HyperCLIP: Adapting Vision-Language models with Hypernetworks

TL;DR

HyperCLIP addresses the deployment bottleneck of large vision–language models by using a hypernetwork to dynamically adapt a small image encoder conditioned on text inputs, enabling end-to-end pretraining and efficient zero-shot classification. The approach keeps the text encoder and a compact image encoder while the hypernetwork outputs a task-specific set of normalization parameters, yielding consistent improvements over SigLIP with minimal throughput overhead. Key contributions include a Transformer-based hypernetwork design, selective parameter adaptation of normalization layers, and extensive cross-architecture evaluation showing gains on ImageNet and CIFAR benchmarks as well as robustness to distribution shifts and fairness tasks. This work enables practical edge deployment of vision–language models without explicit distillation or specialized hardware, advancing scalable, deployment-friendly VLMs.

Abstract

Self-supervised vision-language models trained with contrastive objectives form the basis of current state-of-the-art methods in AI vision tasks. The success of these models is a direct consequence of the huge web-scale datasets used to train them, but they require correspondingly large vision components to properly learn powerful and general representations from such a broad data domain. This poses a challenge for deploying large vision-language models, especially in resource-constrained environments. To address this, we propose an alternate vision-language architecture, called HyperCLIP, that uses a small image encoder along with a hypernetwork that dynamically adapts image encoder weights to each new set of text inputs. All three components of the model (hypernetwork, image encoder, and text encoder) are pre-trained jointly end-to-end, and with a trained HyperCLIP model, we can generate new zero-shot deployment-friendly image classifiers for any task with a single forward pass through the text encoder and hypernetwork. HyperCLIP increases the zero-shot accuracy of SigLIP trained models with small image encoders by up to 3% on ImageNet and 5% on CIFAR-100 with minimal training throughput overhead.

Figures (5)

• Figure 1: (Left) The traditional CLIP architecture with SigLIP loss. (Right) the HyperCLIP variant.
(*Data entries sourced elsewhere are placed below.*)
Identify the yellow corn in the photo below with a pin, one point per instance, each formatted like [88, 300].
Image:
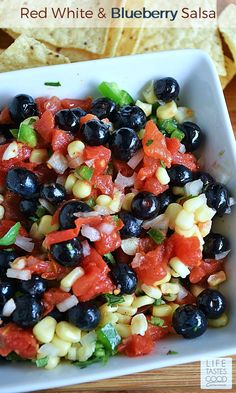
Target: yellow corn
[39, 156]
[70, 182]
[184, 220]
[163, 280]
[69, 280]
[103, 200]
[216, 279]
[45, 329]
[179, 267]
[219, 322]
[62, 345]
[162, 176]
[139, 324]
[68, 332]
[126, 205]
[123, 330]
[151, 291]
[53, 362]
[75, 148]
[167, 111]
[204, 213]
[164, 310]
[46, 226]
[172, 212]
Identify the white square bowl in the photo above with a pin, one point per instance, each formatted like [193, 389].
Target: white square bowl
[201, 91]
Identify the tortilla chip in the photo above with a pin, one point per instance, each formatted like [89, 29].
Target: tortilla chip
[231, 72]
[166, 39]
[227, 26]
[91, 40]
[26, 52]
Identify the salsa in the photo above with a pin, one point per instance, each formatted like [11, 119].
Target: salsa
[106, 241]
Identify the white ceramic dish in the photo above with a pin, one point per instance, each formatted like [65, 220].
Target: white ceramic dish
[200, 90]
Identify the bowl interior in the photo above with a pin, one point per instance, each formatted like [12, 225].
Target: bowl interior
[201, 91]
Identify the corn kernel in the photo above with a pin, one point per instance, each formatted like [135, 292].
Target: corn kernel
[70, 182]
[162, 175]
[75, 148]
[123, 330]
[39, 156]
[179, 267]
[126, 205]
[139, 324]
[204, 213]
[172, 212]
[45, 225]
[81, 189]
[62, 345]
[164, 310]
[191, 205]
[216, 279]
[219, 322]
[147, 108]
[167, 111]
[163, 280]
[103, 200]
[70, 279]
[184, 220]
[52, 363]
[45, 329]
[68, 332]
[170, 288]
[151, 291]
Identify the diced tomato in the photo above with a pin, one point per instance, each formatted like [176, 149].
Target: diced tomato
[187, 249]
[95, 280]
[60, 140]
[21, 341]
[150, 267]
[69, 103]
[45, 126]
[123, 168]
[52, 297]
[136, 345]
[154, 144]
[205, 269]
[153, 185]
[186, 159]
[104, 183]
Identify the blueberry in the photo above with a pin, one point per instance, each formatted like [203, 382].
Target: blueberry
[66, 215]
[145, 205]
[132, 227]
[36, 286]
[95, 132]
[212, 303]
[166, 89]
[54, 193]
[28, 207]
[124, 143]
[104, 108]
[179, 175]
[69, 119]
[86, 316]
[28, 311]
[21, 181]
[124, 278]
[68, 253]
[130, 116]
[189, 321]
[215, 244]
[192, 135]
[217, 197]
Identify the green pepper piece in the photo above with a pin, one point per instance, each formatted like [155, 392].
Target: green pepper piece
[109, 337]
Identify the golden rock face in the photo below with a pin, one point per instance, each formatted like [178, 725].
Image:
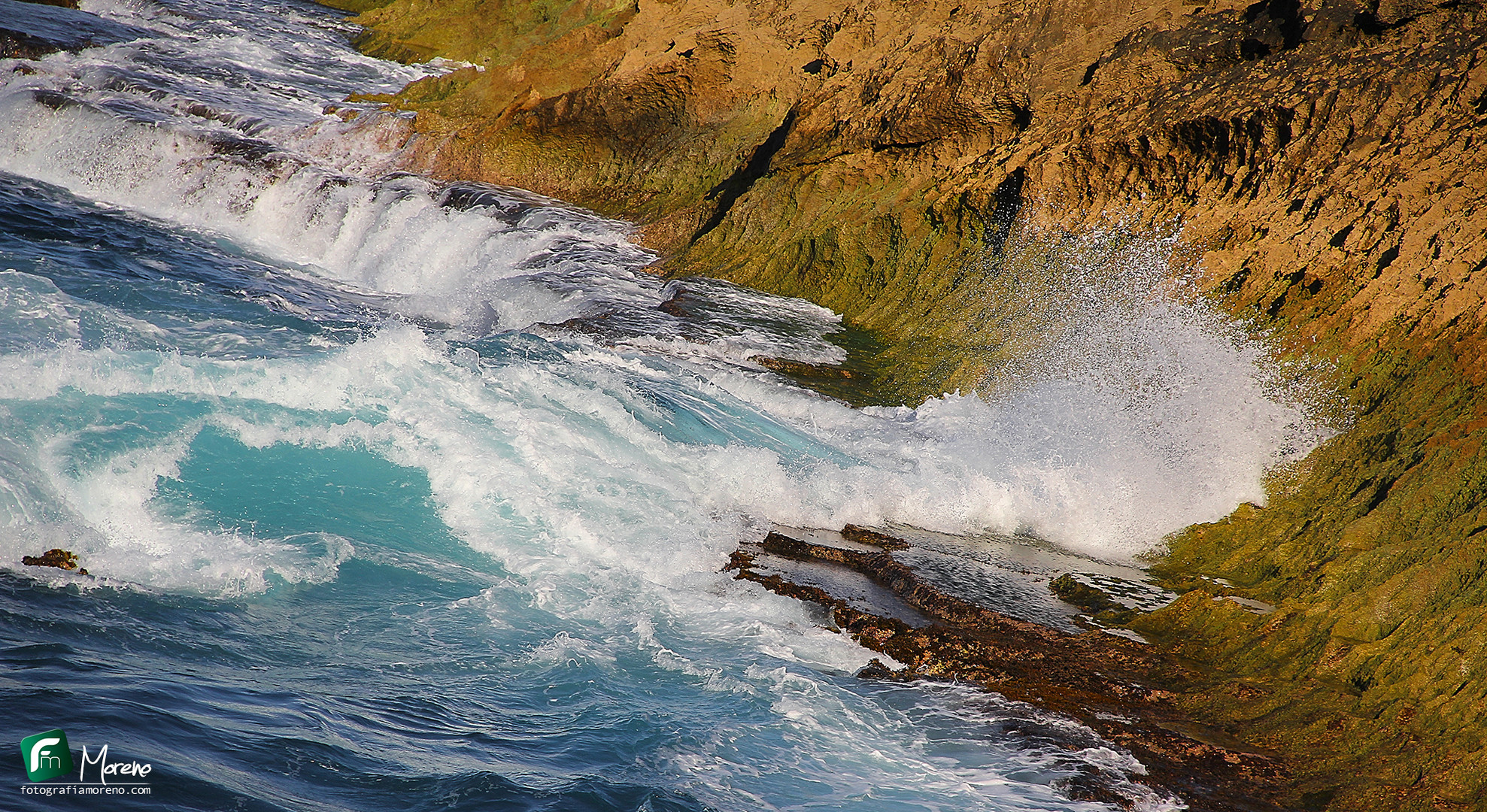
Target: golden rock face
[1322, 164]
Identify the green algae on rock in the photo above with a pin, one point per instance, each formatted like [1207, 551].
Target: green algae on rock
[921, 168]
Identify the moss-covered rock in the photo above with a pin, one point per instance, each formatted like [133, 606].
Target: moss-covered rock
[919, 167]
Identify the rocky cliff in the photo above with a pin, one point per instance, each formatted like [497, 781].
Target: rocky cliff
[1321, 162]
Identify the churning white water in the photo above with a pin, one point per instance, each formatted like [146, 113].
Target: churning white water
[420, 483]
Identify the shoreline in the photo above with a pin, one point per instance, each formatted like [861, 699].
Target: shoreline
[1117, 687]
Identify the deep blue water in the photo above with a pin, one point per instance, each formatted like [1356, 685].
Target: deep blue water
[403, 495]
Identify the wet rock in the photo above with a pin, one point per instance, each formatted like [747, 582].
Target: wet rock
[32, 30]
[1092, 600]
[57, 556]
[800, 369]
[1120, 689]
[866, 536]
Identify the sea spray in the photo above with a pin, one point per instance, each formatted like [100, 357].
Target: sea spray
[396, 492]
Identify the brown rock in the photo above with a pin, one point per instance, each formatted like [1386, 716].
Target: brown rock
[60, 558]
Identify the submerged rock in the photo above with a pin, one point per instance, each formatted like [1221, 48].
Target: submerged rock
[57, 556]
[1120, 689]
[33, 29]
[919, 167]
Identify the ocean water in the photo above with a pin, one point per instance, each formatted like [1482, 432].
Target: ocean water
[411, 495]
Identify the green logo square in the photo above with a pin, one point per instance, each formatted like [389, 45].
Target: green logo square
[47, 756]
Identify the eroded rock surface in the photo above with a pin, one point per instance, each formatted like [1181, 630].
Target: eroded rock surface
[893, 159]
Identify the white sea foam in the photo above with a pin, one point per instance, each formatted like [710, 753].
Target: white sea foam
[611, 477]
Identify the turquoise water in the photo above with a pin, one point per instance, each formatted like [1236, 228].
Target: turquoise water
[403, 495]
Overview of HyperCLIP. We use an hypernetwork to generate the weights of a smaller vision model within the SigLIP contrastive pre-training framework. The entire setup is trained end-end. HyperCLIP increases the zero-shot accuracy of SigLIP models with small image encoders by up to 3% on ImageNet and 5% on CIFAR-100 with minimal training throughput overhead.
• Figure 2: (Left) Overview of the hypernetwork. We process the text embedding using a transformer and directly output the normalization scale and bias parameters.
• Figure 3: (Left) Impact of Normalization finetuning: HyperCLIP improves by 1.83% over SigLIP on CIFAR-100, with a 3.34% gap between SigLIP-Probing and SigLIP-Upper Bound.
• Figure 4: Performance delta when the transformer in HyperCLIP is removed on family of EfficientNet models. Top-1 zero-shot accuracy on classification, top-1 mean recall for retrieval tasks, and worst-group top-1 zero-shot accuracy for fairness tasks.
• Figure 5: Evolution of parameter norms (left) and update norms (right) over 100 epochs for models trained with CLIP loss, SigLip loss, and SigLip loss with a hypernetwork. The CLIP model shows a steady decline in norms, while the SigLip models demonstrate varying behaviors, with the hypernetwork variant achieving stable updates.